A finite size object is placed normal to the principal axis at a distance of 30 cm from a convex mirror of focal length 30 cm. A plane mirror is now placed in such a way that the image produced by both the mirrors coincide with each other. The distance between the two mirrors is :

The object is placed on the principal axis $$30 \text{ cm}$$ in front of a convex mirror of focal length $$f = +30 \text{ cm}$$ (positive for a convex mirror in the new Cartesian sign convention).

Using the mirror formula $$\frac{1}{f} = \frac{1}{v} + \frac{1}{u}$$, with object distance $$u = -30 \text{ cm}$$, we get

$$\frac{1}{30} = \frac{1}{v} + \frac{1}{(-30)}$$
$$\frac{1}{v} = \frac{1}{30} + \frac{1}{30} = \frac{2}{30} = \frac{1}{15}$$
$$\Rightarrow \; v = +15 \text{ cm}$$

The positive sign means the convex mirror forms a virtual image $$I_2$$ $$15 \text{ cm}$$ behind the mirror (on the right side of the pole).
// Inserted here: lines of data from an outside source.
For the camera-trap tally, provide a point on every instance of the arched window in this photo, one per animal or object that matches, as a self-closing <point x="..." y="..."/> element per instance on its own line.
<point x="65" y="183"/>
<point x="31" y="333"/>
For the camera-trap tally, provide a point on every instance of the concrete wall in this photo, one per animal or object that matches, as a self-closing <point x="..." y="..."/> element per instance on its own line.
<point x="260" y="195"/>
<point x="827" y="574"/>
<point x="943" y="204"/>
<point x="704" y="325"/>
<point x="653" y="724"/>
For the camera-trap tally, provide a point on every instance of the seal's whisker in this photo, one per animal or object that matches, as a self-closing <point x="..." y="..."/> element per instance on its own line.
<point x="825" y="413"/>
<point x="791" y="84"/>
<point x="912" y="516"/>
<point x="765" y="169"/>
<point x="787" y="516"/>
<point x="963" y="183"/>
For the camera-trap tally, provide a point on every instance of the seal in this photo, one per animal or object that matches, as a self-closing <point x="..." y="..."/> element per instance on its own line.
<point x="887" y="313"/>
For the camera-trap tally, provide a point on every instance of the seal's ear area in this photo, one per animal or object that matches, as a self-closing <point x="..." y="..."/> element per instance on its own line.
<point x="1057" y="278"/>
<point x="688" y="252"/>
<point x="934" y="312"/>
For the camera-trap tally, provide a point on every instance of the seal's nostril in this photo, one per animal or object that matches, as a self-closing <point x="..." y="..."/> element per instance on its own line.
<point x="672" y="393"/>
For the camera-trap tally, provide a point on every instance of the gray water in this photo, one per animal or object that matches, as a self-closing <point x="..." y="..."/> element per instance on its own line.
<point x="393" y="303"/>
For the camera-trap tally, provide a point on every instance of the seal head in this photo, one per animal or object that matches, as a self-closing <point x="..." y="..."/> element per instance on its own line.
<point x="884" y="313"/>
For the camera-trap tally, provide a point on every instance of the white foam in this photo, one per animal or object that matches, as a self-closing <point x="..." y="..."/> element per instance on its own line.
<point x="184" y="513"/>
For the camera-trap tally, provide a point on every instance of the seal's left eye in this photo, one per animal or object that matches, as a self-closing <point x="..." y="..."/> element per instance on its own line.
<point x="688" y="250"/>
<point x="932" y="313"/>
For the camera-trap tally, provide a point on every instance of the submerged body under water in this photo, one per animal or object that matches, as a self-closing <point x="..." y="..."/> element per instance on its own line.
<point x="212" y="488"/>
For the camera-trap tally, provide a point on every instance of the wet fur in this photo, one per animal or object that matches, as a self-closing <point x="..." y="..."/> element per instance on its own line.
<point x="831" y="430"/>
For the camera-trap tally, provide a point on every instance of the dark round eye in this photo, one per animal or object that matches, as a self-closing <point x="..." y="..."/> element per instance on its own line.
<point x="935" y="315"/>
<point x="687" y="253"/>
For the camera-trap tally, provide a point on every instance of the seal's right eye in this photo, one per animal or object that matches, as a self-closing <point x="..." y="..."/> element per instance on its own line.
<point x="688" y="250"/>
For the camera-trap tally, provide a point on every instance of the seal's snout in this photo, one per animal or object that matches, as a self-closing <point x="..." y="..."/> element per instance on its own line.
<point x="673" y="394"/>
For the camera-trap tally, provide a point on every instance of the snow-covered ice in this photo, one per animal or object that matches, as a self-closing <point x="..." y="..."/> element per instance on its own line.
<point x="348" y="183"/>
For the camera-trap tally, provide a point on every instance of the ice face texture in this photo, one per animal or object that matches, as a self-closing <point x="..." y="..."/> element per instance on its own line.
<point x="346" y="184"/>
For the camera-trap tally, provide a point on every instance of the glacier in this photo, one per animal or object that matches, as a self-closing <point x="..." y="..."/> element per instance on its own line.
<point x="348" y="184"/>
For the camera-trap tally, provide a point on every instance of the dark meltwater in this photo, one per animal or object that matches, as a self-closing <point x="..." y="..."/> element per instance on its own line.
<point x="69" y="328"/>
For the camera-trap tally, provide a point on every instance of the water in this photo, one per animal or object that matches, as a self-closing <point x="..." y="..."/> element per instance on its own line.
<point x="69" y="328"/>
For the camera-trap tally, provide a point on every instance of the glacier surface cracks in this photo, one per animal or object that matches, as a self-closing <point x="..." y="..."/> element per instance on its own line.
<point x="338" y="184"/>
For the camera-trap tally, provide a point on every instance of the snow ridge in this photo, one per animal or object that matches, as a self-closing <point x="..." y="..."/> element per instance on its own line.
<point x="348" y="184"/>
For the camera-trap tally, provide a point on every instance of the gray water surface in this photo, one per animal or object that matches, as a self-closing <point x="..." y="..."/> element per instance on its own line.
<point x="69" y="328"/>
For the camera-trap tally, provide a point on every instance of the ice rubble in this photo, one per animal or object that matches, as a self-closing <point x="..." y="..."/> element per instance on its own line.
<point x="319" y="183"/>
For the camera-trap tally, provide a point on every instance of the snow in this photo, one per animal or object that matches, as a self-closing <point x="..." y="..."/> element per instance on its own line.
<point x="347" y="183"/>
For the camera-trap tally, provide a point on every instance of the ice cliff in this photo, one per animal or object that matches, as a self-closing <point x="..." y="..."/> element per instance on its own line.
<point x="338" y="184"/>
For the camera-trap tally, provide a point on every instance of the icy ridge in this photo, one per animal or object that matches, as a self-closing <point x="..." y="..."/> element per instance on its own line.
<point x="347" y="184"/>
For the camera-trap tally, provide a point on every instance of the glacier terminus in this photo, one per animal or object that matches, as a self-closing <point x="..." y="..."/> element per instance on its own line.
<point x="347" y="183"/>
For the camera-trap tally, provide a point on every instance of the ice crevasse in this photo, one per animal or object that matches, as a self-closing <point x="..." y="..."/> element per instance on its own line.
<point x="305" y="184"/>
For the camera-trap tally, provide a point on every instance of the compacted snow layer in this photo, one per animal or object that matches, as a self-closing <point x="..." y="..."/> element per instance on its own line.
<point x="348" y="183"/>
Now place a plane mirror between the object and the convex mirror. Let the distance between the two mirrors be $$d \text{ cm}$$. With the pole of the convex mirror as origin, the coordinates along the principal axis are:

• Pole of convex mirror: $$x = 0$$
• Plane mirror surface: $$x = -d$$
• Object: $$x = -30 \text{ cm}$$

The object is $$30 - d \text{ cm}$$ in front of the plane mirror, so the plane mirror produces a virtual image $$I_1$$ the same distance behind it:

Coordinate of $$I_1$$:
$$x(I_1) = (-d) + (30 - d) = 30 - 2d$$

For the two images to coincide, $$I_1$$ and $$I_2$$ must lie at the same coordinate:

$$30 - 2d = +15$$
$$2d = 30 - 15 = 15$$
$$\therefore \; d = 7.5 \text{ cm}$$

Hence, the distance between the convex mirror and the plane mirror must be $$7.5 \text{ cm}$$.

Option B is correct.